Can't you just set batch mode for selects on in your session factory configuration? All in all so far, I am liking the original S#arp better than Lite.
@JasonMeckley
Yes using a Micro ORM like OrmLite does help prevent this as you're only returning POCO models (i.e. not IQueryables/ORM DCs/etc that supports additional querying) so everything needs to be pre-fetched in the repository before hand making it impossible to perform an N+1 query outside of the repository.
Micro ORMs remove the "hidden abstraction" you get with Heavy ORMs and what you're left with is very much a "whay you query" is "what you get".
magellings, Oh, I can do that, and have this happen everywhere ? That seems to be too drastic a step
HasMany(x => x.Children).AsSet().SetAttribute("batch-size", "20")
???
I don't like passing domain objects to views.
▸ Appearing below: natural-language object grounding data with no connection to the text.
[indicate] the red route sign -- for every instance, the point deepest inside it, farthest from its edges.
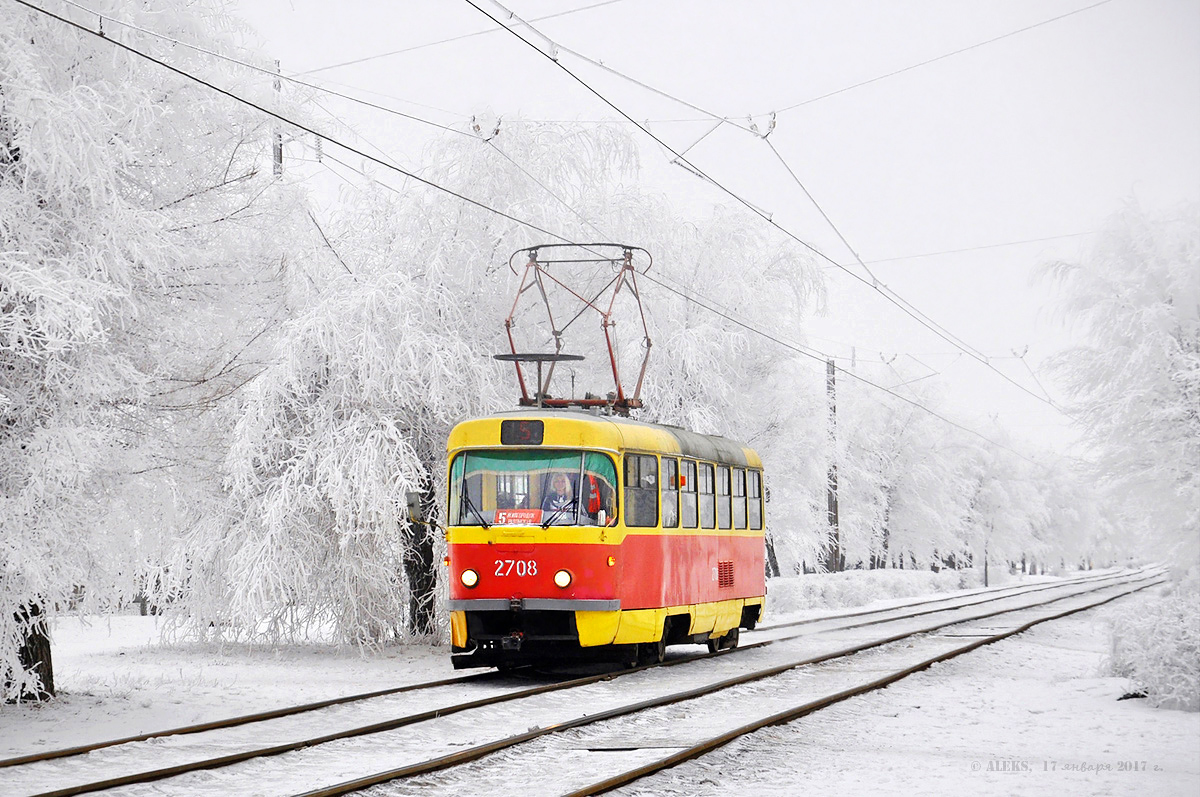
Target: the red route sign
(517, 516)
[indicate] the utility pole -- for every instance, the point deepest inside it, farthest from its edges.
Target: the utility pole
(277, 138)
(833, 558)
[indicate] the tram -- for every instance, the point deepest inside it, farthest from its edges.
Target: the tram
(579, 535)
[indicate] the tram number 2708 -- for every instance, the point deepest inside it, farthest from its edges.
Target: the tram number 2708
(516, 567)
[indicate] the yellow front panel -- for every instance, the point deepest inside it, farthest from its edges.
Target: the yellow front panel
(703, 618)
(641, 625)
(597, 628)
(729, 615)
(459, 629)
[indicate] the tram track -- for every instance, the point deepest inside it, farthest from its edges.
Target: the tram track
(483, 750)
(987, 595)
(809, 707)
(480, 751)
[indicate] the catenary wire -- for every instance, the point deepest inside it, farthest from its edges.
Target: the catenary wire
(453, 39)
(264, 70)
(484, 207)
(940, 58)
(887, 293)
(816, 355)
(292, 123)
(973, 249)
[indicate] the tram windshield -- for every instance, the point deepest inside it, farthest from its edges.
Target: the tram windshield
(527, 487)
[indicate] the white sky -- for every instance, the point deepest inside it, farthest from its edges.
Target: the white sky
(1043, 133)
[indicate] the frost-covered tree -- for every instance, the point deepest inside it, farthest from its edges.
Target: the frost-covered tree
(1135, 379)
(369, 377)
(132, 202)
(901, 486)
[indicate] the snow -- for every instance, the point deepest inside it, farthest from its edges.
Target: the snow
(117, 678)
(1036, 702)
(1031, 715)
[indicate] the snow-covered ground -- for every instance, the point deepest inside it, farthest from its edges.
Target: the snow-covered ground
(1035, 714)
(1029, 712)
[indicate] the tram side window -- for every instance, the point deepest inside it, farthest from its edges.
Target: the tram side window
(739, 498)
(688, 493)
(754, 498)
(707, 499)
(599, 492)
(670, 492)
(641, 490)
(723, 497)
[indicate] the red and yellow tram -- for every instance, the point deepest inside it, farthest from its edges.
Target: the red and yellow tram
(575, 535)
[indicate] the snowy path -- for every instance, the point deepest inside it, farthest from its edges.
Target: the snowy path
(345, 760)
(1032, 715)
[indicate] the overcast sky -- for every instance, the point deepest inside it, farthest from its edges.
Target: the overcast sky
(1039, 135)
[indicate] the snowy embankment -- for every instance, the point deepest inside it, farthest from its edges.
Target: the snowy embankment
(117, 677)
(1036, 714)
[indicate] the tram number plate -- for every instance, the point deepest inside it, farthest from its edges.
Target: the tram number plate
(516, 568)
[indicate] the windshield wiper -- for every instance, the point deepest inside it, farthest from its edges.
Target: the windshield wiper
(471, 505)
(557, 513)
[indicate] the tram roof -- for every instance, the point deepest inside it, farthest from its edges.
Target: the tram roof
(582, 429)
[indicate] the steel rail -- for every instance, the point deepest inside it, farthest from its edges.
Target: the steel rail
(412, 719)
(969, 593)
(234, 721)
(797, 712)
(957, 606)
(472, 754)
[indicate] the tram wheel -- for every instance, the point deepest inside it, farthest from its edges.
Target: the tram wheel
(730, 640)
(652, 652)
(726, 642)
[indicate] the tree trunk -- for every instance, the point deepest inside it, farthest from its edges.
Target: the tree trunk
(419, 563)
(772, 562)
(35, 652)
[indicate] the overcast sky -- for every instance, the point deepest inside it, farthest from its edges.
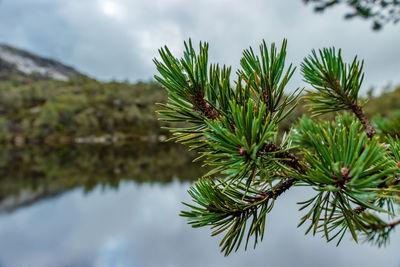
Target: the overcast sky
(117, 39)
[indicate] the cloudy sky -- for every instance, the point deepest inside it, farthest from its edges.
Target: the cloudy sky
(117, 39)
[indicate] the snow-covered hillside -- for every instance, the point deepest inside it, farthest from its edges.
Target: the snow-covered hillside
(13, 60)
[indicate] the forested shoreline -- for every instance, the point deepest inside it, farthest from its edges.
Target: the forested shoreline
(85, 110)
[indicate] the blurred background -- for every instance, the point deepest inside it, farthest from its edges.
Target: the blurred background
(86, 177)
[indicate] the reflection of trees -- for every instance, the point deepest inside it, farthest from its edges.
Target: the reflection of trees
(32, 173)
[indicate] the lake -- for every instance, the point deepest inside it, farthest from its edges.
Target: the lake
(117, 206)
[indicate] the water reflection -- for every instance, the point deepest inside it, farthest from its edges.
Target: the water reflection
(29, 174)
(137, 225)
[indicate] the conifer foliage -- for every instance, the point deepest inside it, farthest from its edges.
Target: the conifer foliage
(234, 127)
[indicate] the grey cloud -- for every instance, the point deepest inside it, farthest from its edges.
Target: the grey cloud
(122, 45)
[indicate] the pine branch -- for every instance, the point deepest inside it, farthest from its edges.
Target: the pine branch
(235, 130)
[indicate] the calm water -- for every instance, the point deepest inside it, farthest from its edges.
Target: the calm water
(118, 206)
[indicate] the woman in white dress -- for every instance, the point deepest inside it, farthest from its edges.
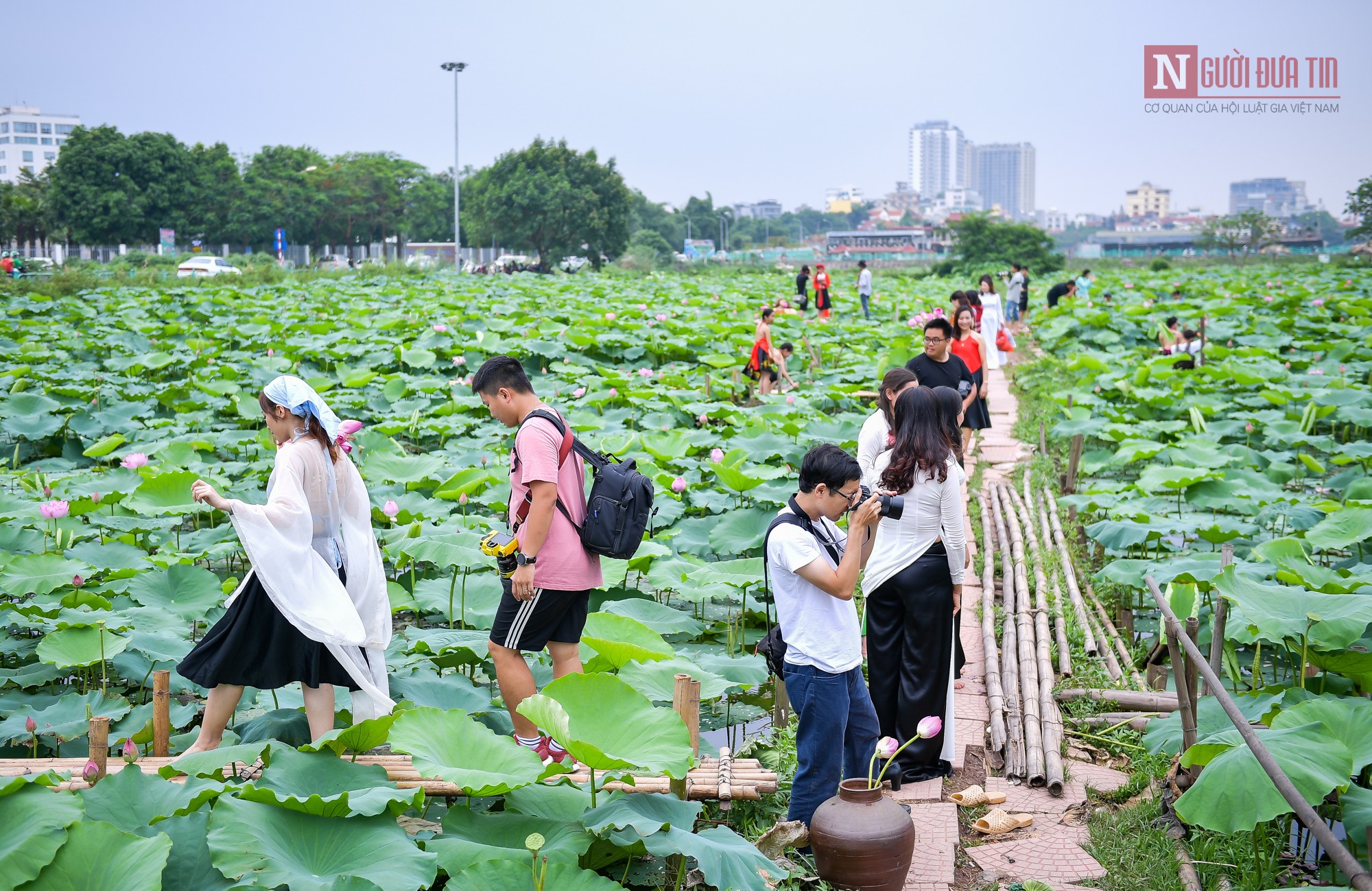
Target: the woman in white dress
(914, 586)
(993, 320)
(876, 435)
(315, 608)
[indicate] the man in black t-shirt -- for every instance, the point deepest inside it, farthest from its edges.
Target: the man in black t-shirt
(1060, 291)
(936, 366)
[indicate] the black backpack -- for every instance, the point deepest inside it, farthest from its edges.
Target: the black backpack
(773, 648)
(621, 503)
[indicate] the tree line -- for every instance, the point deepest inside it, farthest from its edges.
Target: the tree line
(110, 188)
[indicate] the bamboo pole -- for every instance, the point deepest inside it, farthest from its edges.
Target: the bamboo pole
(995, 694)
(1069, 575)
(1009, 664)
(1027, 650)
(1347, 863)
(1126, 657)
(99, 739)
(1222, 615)
(161, 713)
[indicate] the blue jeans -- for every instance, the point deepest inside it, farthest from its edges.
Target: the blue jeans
(836, 735)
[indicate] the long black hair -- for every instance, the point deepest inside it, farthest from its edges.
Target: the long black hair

For each view I create a 'view model' where I either expand or flatten some data.
A view model would in this case have a categories collection that if of type IEnumerable<string> since that is all what the view is rendering.
I let the controller project data on the 'view model'. I prefer to not have IQueryable on repositories, avoid All() if possible.
In some cases you grab a bit too much data only to filter it out in-memory. If performance suffers I could create a specialized more performant query somewhere. But then again if I am tailoring for the incompetent: they would not call it would they?
I see little value in these 'color between the lines' projects. The architecture's value lays in dealing with the incompetent who perhaps shouldn't be touching your codebase to begin with. I prefer working with people who can draw.
correction: IEnumerable of type string
...it ate my angle brackets
I don't know if it is just left apart in the example, but the GetAll() has no parameters for limiting the result set. That is something thet makes me always angry;)
NH FetchMany Or EF Include is the only way!
Thanks ayende. I have been explain about this issue to my friend couple of days back. My suggestion was to flatten the model to simple plain view model depending on the scenario. So that view won't be generating the database queries.
I will refer this post him.
@Tungano, Great quote!
"I see little value in these 'color between the lines' projects. The architecture's value lays in dealing with the incompetent who perhaps shouldn't be touching your codebase to begin with. I prefer working with people who can draw."
Oh c'mon! Author is creating a framework and he doesn't even know what SELECT N + 1 is!? I think I have to create my own framework soon.
Is there anything in the framework that actually simplifies development? In all the posts I have not seen anything that saves or improves code that I could write using NHibernate and Automapper directly.
I agree with @DemisBellot here. Using POCO (rather than EF/NH/whatever entities) absolutely prevents N+1 and also forces you to think about data access. Too many people use NH or EF without understanding how they work (and there is a lot to understand), and as a result their code is full of lazy loads and other dumb queries. Both good and bad, in a small app with low traffic/small DB, this doesn't really matter much. As it grows, this starts to matter a lot.
I have a data access "abstraction" I guess (in that I put my data access code in one place, usually its own project to enforce low coupling and awareness of the API surface area if nothing else), and then build a simple API to expose the data operations I need, which all interact using POCO objects. As the db schema evolves or I want to enforce rules on top, there is one place to do that. I definitely don't want to see WHERE-type clauses in front-end application code.
If the app has a lot of business rules, then there is another layer between app and data access to handle that, though really I am less fussed with if "business rules" exist in the DB (stored procs/triggers), data access (WHERE logic) or code layer, than that they do NOT exist in front-end. This is especially when there are multiple parts of the UI or other apps (web API, scheduled tasks daemon, etc) that do the same interactions.